CloudSnooze Restart Logic for External Tools
This document provides detailed guidance on implementing restart logic for instances that have been stopped by CloudSnooze.
New Restart Capability
CloudSnooze now supports explicit restart authorization for external tools through additional tags.
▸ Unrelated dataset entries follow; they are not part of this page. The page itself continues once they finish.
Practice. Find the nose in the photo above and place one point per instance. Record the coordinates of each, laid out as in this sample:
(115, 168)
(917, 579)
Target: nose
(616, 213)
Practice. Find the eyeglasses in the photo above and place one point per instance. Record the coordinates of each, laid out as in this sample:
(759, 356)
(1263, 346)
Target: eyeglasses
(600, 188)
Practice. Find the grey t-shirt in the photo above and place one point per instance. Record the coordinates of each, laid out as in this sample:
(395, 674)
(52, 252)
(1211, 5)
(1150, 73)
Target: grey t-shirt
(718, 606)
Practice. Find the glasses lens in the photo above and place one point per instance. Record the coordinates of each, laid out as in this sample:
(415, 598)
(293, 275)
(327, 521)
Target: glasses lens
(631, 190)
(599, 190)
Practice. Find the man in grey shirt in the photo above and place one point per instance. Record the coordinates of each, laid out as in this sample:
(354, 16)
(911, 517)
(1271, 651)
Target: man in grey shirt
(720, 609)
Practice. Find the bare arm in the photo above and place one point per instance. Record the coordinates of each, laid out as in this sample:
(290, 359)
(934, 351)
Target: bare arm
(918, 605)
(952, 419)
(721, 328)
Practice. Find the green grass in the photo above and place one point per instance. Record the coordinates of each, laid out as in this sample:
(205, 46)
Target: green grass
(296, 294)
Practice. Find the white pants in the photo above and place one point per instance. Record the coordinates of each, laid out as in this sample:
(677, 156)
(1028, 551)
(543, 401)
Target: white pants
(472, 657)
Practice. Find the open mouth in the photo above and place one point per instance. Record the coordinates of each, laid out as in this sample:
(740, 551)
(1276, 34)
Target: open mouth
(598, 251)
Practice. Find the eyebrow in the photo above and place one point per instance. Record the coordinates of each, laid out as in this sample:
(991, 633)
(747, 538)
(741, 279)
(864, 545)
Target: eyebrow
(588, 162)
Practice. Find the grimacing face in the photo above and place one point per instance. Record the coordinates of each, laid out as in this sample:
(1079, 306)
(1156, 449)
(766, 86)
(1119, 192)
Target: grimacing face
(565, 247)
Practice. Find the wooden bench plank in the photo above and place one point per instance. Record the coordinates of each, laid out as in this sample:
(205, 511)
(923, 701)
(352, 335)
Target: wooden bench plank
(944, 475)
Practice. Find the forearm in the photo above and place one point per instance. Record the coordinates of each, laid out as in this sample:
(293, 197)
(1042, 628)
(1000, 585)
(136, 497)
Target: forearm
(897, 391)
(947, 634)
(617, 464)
When an instance is stopped, CloudSnooze can be configured to tag it with a RestartAllowed
flag and optionally specify which external service IDs are allowed to perform restarts.
Overview
While CloudSnooze focuses on stopping idle instances, external tools like provisioners may need to implement logic to restart these instances when:
- Users need to access the instance
- Scheduled jobs need to run
- System maintenance requires the instance to be online
Implementation Patterns
1. On-Demand Restart
The simplest pattern where instances are restarted when explicitly requested:
User/Service Request → Check if CloudSnooze-stopped → Verify restart authorization → Restart → Update Tags
Example Implementation (AWS)
import boto3
def restart_cloudsnooze_instance(instance_id, service_id, tag_prefix='CloudSnooze'):
ec2 = boto3.client('ec2')
# Check if instance was stopped by CloudSnooze
response = ec2.describe_tags(
Filters=[
{'Name': 'resource-id', 'Values': [instance_id]},
{'Name': 'key', 'Values': [f'{tag_prefix}:Status']},
{'Name': 'value', 'Values': ['Stopped']}
]
)
if not response['Tags']:
return False, "Instance not stopped by CloudSnooze"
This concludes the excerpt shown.